14. By letter dated January 8, 2003, the Board advised Dr. Bergin that it had opened an investigation on his practice status, his recent DUII arrest, and his fitness-to practice evaluation. Dr Bergin signed an Interim Stipulated Order, in which he agreed to temporarily withdraw from the practice of medicine pending the outcome of the Board's investigation (Ex. R2).

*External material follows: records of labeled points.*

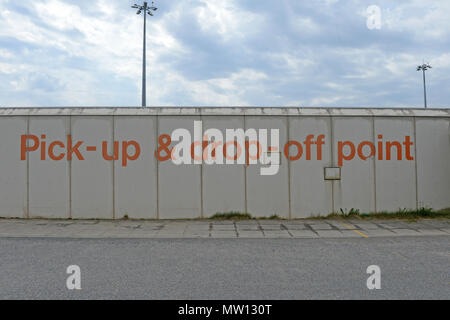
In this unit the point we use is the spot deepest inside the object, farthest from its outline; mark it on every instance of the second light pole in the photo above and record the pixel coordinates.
(146, 9)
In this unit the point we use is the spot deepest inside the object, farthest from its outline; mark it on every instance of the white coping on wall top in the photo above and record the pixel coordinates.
(224, 111)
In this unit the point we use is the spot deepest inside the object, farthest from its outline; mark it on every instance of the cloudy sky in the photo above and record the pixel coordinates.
(224, 52)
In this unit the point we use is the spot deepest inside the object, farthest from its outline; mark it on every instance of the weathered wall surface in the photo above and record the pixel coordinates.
(146, 188)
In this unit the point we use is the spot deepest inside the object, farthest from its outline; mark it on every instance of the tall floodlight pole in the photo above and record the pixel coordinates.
(146, 9)
(424, 67)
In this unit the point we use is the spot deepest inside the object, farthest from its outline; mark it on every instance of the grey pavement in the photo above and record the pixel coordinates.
(412, 267)
(220, 229)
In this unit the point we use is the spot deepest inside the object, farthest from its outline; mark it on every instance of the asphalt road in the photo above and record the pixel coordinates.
(411, 268)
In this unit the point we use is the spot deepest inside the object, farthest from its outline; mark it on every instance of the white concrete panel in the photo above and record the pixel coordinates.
(135, 183)
(356, 188)
(223, 185)
(92, 178)
(268, 195)
(311, 194)
(179, 185)
(13, 171)
(395, 180)
(49, 180)
(433, 162)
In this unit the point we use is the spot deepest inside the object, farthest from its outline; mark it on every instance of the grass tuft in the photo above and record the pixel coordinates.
(400, 214)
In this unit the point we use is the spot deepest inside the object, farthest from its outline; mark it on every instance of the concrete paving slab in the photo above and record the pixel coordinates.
(379, 233)
(406, 232)
(321, 226)
(432, 232)
(329, 233)
(303, 234)
(250, 234)
(223, 234)
(276, 234)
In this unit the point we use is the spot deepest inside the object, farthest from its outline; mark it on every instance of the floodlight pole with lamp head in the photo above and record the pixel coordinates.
(424, 67)
(148, 10)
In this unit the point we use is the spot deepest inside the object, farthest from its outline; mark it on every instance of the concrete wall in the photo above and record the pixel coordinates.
(149, 189)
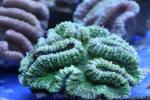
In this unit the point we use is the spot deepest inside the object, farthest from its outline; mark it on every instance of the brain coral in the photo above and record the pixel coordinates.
(83, 61)
(112, 14)
(22, 22)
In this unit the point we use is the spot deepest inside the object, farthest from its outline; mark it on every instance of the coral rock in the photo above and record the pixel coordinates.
(83, 61)
(112, 14)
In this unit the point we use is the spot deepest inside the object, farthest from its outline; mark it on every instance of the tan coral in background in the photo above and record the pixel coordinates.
(22, 22)
(112, 14)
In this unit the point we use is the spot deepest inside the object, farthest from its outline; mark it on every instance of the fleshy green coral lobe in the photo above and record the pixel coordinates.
(82, 61)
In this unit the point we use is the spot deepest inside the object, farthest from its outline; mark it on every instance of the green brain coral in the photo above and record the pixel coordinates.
(84, 61)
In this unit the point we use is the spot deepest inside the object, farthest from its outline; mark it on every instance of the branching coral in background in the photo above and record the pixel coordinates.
(64, 6)
(22, 22)
(5, 53)
(83, 61)
(112, 14)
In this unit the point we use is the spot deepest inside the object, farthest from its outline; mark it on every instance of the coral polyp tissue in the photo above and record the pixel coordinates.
(83, 61)
(22, 22)
(112, 14)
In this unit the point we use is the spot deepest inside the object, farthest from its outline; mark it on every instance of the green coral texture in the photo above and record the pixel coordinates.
(83, 61)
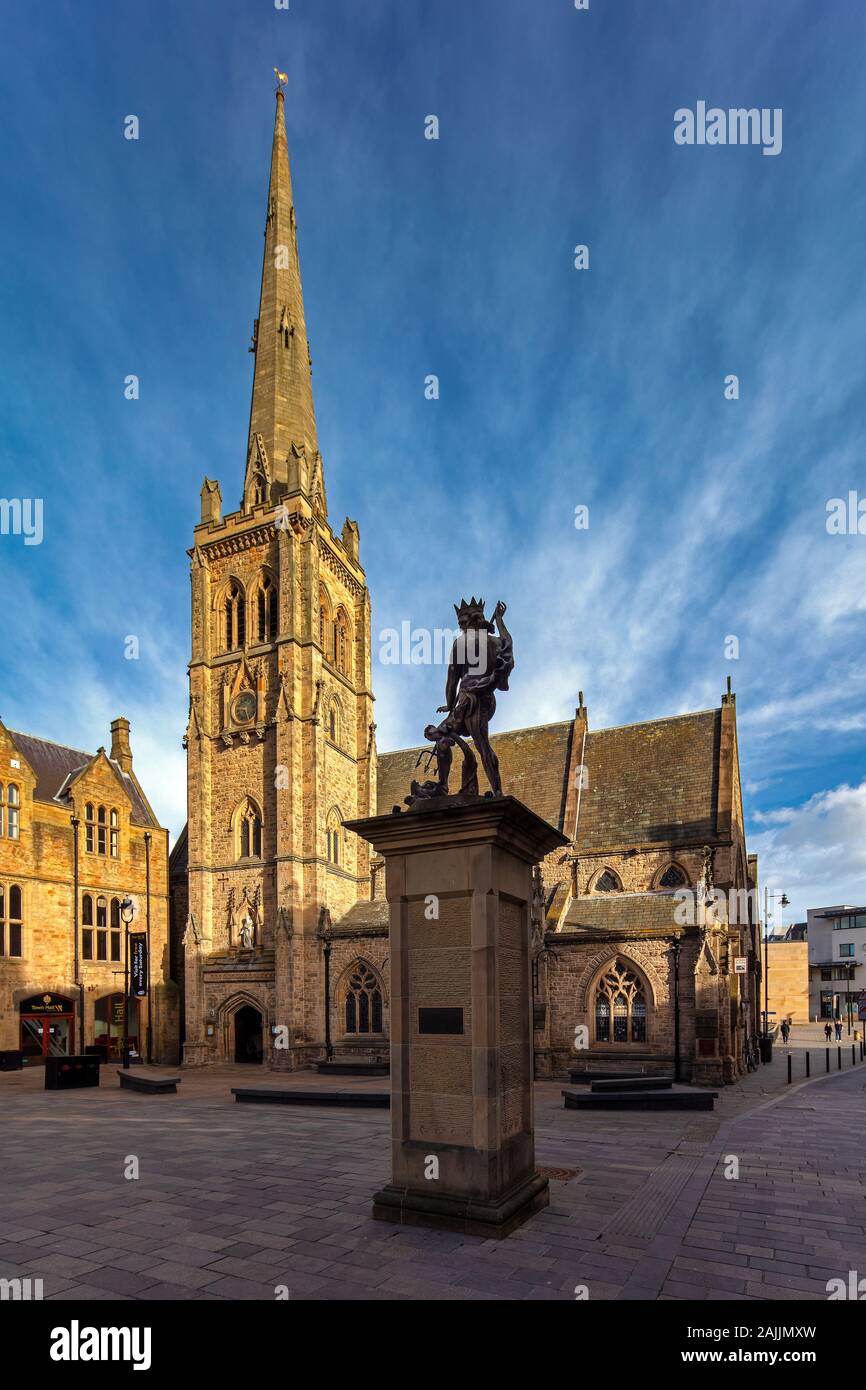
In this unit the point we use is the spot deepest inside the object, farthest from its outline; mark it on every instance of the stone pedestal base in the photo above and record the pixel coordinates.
(459, 884)
(471, 1218)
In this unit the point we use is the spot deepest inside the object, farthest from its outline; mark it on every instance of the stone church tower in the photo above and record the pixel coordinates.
(281, 737)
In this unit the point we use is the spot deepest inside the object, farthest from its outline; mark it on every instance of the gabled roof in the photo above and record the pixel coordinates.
(534, 766)
(649, 781)
(54, 766)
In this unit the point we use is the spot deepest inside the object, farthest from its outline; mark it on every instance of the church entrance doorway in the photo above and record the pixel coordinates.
(248, 1034)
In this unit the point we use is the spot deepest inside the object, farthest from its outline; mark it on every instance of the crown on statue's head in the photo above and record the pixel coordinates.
(474, 609)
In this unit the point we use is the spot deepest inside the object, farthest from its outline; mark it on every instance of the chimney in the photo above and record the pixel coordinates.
(121, 751)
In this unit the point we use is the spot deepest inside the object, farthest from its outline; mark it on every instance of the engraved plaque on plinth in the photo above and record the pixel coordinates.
(459, 886)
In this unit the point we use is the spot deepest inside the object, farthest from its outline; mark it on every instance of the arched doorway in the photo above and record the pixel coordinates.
(46, 1026)
(109, 1025)
(248, 1034)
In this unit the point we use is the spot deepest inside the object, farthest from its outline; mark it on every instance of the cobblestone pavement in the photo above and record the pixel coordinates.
(234, 1201)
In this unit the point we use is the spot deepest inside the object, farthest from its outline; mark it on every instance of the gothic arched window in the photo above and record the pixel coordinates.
(267, 610)
(608, 883)
(234, 615)
(11, 926)
(620, 1007)
(335, 722)
(342, 655)
(363, 1002)
(334, 833)
(324, 622)
(13, 812)
(249, 831)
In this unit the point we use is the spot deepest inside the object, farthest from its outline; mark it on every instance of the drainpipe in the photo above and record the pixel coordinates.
(676, 1009)
(148, 837)
(327, 955)
(77, 965)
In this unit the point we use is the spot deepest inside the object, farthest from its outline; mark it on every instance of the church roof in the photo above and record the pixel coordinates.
(651, 781)
(54, 765)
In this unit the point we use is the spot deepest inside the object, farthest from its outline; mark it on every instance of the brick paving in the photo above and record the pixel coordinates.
(237, 1201)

15. On January 16, 2003, Dr. Bergin was admitted to Sierra Tucson. During the initial psychiatric interview with Joe W. King, MD, Dr. Bergin reported that he had been "partying [his] ass off' since his marital separation in May 2002. Dr. King, who diagnosed Dr. Bergin with polysubstance abuse, currently related to alcohol and cocaine, found Dr Bergin to be quite defensive during the interview. He reported: [A]lthough [Dr. Bergin] is giving lip service to having accepted the significance of his alcohol and cocaine abuse, he still uses rationalization, justification, minimization and some projection in describing the events of the past several months." Dr. King also noted that although Dr. Bergin described himself as an agnostic who was raised as a Catholic, he did not identify any spiritual block to accepting a 12-Step program. (Ex. A9).
16. Dr. Bergin was discharged from Sierra Tucson on February 15, 2003. Evaluators at the treatment program deemed him fit to return to the practice of medicine. (Ex. A9.) Following his discharge, Dr. Bergin agreed to participate in a diversion program under the auspices of HPP. (Ex. R8).
17. On March 6, 2003. Dr. Bergin entered into a Stipulated Order with the Board. In that stipulation, Dr. Bergin conceded that he had violated ORS 677.190(7), which prohibits the habitual or excessive use of intoxicants, drugs or controlled substances. The Board terminated its interim order and reinstated Dr Bergin's license under certain terms of probation. Among other things, Dr. Bergin stipulated that he would participate in, and maintain compliance with, the recommendations of a HPP recovery program. He also stipulated that he "shall not possess and shall completely abstain from using ethanol and any mood altering or potentially addictive substances, including controlled substances" (Ex. A4).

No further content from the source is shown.